The CNN Research Abstraction Library or CRAL in short is a deep learning computer vision library for data scientists, researchers, and developers. With a primary focus on applied deep learning, the CRAL library encourages rapid development and comes with ready-to-use state-of-the-art networks and other pragmatic tools for a variety of applications in the computer vision space.

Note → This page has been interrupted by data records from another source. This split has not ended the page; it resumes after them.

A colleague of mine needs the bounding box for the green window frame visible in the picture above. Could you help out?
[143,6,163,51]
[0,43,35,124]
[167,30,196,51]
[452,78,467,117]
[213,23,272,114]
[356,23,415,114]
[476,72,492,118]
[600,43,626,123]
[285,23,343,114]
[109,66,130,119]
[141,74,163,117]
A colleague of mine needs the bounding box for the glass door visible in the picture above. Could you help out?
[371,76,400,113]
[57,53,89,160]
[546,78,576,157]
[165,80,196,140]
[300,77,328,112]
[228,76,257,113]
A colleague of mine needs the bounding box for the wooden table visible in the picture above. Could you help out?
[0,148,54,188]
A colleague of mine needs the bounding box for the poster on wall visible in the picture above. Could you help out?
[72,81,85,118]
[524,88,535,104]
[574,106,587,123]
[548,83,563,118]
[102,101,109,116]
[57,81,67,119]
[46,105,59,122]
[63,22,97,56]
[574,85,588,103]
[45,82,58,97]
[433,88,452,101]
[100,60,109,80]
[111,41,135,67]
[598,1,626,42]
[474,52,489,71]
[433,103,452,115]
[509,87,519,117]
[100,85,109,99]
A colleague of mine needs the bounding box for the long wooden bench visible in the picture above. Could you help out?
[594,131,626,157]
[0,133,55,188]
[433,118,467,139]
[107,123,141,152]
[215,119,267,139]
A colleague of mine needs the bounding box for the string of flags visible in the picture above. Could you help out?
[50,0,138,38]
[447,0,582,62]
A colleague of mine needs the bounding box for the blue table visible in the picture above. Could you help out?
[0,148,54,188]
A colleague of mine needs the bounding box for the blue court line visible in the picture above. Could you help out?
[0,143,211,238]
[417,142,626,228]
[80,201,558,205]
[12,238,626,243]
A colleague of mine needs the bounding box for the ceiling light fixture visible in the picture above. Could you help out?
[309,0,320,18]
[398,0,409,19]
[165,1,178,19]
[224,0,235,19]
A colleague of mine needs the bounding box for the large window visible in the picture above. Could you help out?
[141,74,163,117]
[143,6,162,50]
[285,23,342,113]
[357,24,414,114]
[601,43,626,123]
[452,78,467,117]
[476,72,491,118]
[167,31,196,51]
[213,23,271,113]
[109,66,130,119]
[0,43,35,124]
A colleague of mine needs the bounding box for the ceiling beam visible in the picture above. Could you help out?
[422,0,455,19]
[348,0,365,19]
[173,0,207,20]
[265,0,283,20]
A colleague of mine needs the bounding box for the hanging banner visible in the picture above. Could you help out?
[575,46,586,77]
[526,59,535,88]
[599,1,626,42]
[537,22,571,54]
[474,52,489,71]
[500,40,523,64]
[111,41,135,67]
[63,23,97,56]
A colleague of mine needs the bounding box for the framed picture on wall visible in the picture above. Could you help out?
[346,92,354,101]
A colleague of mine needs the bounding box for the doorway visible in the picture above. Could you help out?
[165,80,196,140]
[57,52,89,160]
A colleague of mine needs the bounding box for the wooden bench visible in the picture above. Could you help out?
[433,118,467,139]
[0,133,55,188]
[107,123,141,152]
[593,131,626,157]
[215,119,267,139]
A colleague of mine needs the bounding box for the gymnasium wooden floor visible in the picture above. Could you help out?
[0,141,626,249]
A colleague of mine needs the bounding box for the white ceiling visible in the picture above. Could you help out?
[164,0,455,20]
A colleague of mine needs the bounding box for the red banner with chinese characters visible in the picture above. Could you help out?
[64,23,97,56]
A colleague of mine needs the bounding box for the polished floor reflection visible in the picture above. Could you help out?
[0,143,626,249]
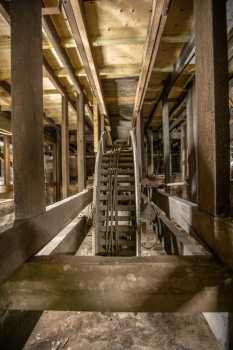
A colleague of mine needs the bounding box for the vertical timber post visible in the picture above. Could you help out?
[77,93,86,192]
[194,0,230,216]
[162,93,171,186]
[93,96,100,153]
[186,85,197,203]
[4,136,11,190]
[100,114,104,135]
[61,95,70,198]
[136,113,145,179]
[10,0,45,219]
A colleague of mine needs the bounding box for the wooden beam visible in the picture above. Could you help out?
[147,36,195,127]
[63,0,107,126]
[93,97,100,153]
[133,0,171,117]
[10,0,45,219]
[0,0,93,130]
[37,216,90,256]
[185,84,198,203]
[136,113,145,181]
[194,0,230,216]
[4,136,11,188]
[0,189,93,284]
[153,190,233,269]
[162,94,171,185]
[61,95,70,198]
[0,255,233,313]
[77,94,86,192]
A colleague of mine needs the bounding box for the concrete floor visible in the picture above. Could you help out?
[24,227,221,350]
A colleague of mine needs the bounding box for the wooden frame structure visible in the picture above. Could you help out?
[0,0,233,336]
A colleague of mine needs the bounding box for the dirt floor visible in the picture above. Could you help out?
[24,227,220,350]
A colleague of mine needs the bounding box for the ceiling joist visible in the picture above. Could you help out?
[63,0,109,124]
[133,0,171,118]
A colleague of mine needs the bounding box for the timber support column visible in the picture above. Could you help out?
[77,94,86,192]
[93,97,100,153]
[61,95,70,198]
[10,0,45,219]
[136,113,145,179]
[186,84,197,203]
[162,97,171,186]
[194,0,230,216]
[4,136,11,190]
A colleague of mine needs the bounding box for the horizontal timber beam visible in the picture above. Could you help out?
[0,189,92,283]
[153,190,233,269]
[147,37,195,126]
[133,0,171,118]
[0,0,93,130]
[0,255,233,313]
[63,0,109,123]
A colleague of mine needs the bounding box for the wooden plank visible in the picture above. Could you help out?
[136,113,145,180]
[37,216,90,256]
[0,189,92,283]
[93,97,100,153]
[153,190,233,269]
[0,256,233,313]
[194,0,230,216]
[61,95,70,198]
[133,0,171,118]
[10,0,45,219]
[63,0,108,126]
[4,136,11,187]
[186,85,197,203]
[162,94,171,185]
[147,36,195,126]
[77,94,86,192]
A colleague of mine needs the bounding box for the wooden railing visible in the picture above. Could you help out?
[130,130,141,256]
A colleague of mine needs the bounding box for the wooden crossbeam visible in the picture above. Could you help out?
[147,37,195,126]
[63,0,109,124]
[153,190,233,268]
[133,0,171,118]
[0,189,92,283]
[0,255,233,313]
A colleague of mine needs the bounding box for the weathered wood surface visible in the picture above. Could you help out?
[61,95,70,198]
[0,189,92,283]
[77,94,86,192]
[194,0,230,216]
[10,0,45,219]
[37,216,91,255]
[0,255,233,313]
[153,190,233,268]
[162,97,171,185]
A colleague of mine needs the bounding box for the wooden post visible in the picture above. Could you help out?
[180,123,187,199]
[77,94,86,192]
[194,0,230,216]
[10,0,45,219]
[136,113,145,178]
[100,114,104,135]
[61,95,70,198]
[147,130,154,176]
[162,93,171,185]
[186,85,197,203]
[4,136,11,189]
[93,96,100,153]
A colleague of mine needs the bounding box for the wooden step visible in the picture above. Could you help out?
[99,194,135,201]
[100,169,134,175]
[99,214,135,222]
[99,225,135,234]
[100,185,135,192]
[100,203,135,212]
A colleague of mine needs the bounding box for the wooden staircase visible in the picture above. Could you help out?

Our aim is also to make it easier to reproduce and extend the results of various Deep Learning-powered Computer Vision (DLCV) algorithms developed in academia and industrial labs.

List of Algorithms

Object detection

  • RetinaNet
  • yolov3
  • SSD
  • FasterRCNN

Instance Segmentation

  • MaskRCNN

Semantic Segmentation

  • UNet
  • UNet ++
  • Deeplabv3+
  • FpnNet
  • PspNet
  • SegNet
  • LinkNet

Guiding Principles

Simple: To make it easy for deep learning engineers & students alike to use neural networks to build computer vision applications of their choice, using low code approach.

Fast: To accelerate going from experimentation to a working model.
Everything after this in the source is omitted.